合唱コンクール当日。教室で二組の生徒達はわいわいと緊張もせず賑やかに会場入りの時間までを待つ。

(バックンバックン!!!)
バスケでも緊張しない未茉は今にも飛び出そうな心臓の音を響かせながら。

「何、お前。まさか緊張してんの?」

イヤホンで音楽聞きながら最終確認するも、緊張でガチガチに顔を強張らせて指揮棒をロボットのように振る未茉にに結城は苦笑いを浮かべる。

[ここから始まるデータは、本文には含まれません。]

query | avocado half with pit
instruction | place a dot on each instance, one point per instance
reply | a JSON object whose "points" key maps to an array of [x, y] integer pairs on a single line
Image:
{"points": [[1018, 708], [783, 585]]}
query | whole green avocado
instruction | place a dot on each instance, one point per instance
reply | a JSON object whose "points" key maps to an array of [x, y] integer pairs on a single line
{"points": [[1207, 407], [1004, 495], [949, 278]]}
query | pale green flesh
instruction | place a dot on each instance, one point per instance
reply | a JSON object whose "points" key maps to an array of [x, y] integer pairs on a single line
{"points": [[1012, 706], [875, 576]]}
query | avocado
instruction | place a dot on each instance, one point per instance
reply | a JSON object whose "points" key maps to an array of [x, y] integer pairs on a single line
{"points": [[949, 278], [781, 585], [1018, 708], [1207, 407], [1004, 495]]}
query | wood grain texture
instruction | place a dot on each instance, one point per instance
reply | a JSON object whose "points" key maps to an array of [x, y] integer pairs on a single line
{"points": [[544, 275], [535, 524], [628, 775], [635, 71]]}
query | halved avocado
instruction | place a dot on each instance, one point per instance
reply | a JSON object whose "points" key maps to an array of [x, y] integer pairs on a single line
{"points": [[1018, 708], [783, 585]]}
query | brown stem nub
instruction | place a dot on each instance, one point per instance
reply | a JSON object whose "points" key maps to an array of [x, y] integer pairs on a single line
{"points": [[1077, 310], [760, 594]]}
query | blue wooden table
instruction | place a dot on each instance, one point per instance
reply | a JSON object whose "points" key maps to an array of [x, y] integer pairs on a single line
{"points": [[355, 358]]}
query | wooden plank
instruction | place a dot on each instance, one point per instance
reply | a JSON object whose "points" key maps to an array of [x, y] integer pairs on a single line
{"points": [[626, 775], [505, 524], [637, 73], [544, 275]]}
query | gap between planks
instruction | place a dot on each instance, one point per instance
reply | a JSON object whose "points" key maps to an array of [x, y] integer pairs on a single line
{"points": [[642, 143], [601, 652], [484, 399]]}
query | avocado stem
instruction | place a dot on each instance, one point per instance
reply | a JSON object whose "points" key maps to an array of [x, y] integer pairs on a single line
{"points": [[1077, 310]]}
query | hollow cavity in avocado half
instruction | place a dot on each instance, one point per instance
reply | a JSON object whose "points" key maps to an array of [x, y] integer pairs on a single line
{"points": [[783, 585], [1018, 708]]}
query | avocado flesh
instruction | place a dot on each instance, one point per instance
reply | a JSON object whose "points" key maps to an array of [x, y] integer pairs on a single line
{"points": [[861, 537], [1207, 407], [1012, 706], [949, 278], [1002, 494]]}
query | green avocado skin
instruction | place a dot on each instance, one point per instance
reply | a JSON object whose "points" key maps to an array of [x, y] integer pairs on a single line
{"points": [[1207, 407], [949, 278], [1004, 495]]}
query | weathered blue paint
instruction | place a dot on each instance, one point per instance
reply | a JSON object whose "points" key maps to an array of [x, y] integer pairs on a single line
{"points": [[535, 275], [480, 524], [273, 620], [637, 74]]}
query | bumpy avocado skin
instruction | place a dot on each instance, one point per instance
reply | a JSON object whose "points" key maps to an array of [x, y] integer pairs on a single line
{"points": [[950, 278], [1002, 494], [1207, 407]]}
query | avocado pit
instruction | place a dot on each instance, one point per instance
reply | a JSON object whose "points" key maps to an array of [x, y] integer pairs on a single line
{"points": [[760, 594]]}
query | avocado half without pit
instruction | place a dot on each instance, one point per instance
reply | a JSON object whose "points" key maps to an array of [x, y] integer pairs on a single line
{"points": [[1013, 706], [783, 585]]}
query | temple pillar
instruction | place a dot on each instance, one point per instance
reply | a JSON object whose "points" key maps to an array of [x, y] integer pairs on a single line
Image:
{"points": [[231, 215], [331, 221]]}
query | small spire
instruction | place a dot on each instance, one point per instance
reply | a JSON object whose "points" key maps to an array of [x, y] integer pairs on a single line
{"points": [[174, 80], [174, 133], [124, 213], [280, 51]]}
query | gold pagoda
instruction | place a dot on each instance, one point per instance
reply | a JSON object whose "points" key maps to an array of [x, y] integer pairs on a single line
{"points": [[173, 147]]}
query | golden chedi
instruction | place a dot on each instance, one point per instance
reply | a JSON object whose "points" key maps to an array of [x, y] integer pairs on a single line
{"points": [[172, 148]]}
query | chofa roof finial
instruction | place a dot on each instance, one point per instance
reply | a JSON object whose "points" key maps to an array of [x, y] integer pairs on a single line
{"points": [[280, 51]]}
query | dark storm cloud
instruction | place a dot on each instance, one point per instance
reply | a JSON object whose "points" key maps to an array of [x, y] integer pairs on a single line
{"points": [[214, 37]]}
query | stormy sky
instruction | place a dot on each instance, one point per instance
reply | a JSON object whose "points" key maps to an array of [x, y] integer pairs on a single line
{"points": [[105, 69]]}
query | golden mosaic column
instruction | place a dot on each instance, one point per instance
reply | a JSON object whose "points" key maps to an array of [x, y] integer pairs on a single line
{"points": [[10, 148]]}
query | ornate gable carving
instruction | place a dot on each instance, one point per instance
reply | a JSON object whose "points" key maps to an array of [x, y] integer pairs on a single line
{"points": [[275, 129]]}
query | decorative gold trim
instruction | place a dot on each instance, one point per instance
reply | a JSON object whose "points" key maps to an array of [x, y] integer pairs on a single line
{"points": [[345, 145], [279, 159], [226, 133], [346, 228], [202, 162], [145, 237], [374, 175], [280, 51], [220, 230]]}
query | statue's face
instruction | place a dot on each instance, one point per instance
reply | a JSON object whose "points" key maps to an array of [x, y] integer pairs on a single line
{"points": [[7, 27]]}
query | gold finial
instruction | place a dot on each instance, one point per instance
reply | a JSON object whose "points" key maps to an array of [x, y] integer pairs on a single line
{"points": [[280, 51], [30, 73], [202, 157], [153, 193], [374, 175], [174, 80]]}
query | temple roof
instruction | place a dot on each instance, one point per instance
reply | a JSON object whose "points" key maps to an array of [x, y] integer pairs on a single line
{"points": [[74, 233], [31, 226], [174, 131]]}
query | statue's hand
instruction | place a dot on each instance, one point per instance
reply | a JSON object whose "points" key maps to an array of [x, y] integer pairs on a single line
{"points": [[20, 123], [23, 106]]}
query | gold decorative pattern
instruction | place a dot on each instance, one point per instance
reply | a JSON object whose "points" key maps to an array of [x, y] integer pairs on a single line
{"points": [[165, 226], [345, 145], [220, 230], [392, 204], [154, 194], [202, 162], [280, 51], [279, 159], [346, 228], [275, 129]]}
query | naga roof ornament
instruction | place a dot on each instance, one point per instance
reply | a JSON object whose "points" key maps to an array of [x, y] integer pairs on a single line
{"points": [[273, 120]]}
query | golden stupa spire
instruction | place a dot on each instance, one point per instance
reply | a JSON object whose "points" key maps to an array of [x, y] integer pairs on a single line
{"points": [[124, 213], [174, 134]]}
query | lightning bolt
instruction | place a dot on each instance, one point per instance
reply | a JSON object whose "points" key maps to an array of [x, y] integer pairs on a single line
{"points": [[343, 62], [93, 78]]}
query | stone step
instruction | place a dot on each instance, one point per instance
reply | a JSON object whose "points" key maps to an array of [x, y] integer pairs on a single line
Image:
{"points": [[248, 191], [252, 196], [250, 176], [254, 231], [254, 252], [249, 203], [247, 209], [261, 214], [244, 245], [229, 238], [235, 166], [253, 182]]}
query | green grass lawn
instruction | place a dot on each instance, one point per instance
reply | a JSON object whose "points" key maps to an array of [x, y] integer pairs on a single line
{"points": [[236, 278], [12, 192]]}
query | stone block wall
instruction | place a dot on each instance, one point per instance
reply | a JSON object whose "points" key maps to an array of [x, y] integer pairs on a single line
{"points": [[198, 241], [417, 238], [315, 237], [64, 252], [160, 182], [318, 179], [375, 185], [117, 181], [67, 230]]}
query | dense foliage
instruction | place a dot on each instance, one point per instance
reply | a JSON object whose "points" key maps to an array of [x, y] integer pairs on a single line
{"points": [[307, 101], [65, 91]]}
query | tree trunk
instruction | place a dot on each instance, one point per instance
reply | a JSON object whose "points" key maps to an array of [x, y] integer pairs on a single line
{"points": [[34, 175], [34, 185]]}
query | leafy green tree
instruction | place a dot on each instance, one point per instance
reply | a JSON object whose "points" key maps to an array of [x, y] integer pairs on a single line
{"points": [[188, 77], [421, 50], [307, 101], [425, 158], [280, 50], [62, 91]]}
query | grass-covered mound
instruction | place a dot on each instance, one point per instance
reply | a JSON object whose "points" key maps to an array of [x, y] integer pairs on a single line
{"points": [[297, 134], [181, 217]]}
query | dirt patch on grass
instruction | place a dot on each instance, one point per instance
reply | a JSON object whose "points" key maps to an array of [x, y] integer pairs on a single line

「なんだかんだみんな歌上手いし、椎名さんのピアノは上手だしなんかこのクラスの命運の行方はあたしにかかってる気が……」

「らしくねぇー」と笑う結城と三上に
「あ゛ぁー緊張しすぎて吐きそうー」
「分かった分かった見ててやるからほれ、最初からやってみろ」
「うー」

イヤホンで曲を聞きながらずっと指揮棒振ってると、翔真が実行委員から戻ってきて、

「何なんでそんなカチンコチンなの?」

片方の耳からイヤホンを取り、自分の片耳に付けて、彼女の背後に回った翔真の大きな身体は、未茉の体をすっぽりと包み込み密着させ、一緒に指揮棒を振ってあげる。

「ここは、大きく振る」
「あい。」

ーーざわっ…!!
その二人の自然すぎる大胆な光景に思わず見てるこっちが照れるが視線は釘付けで、クラスメイトはざわめく。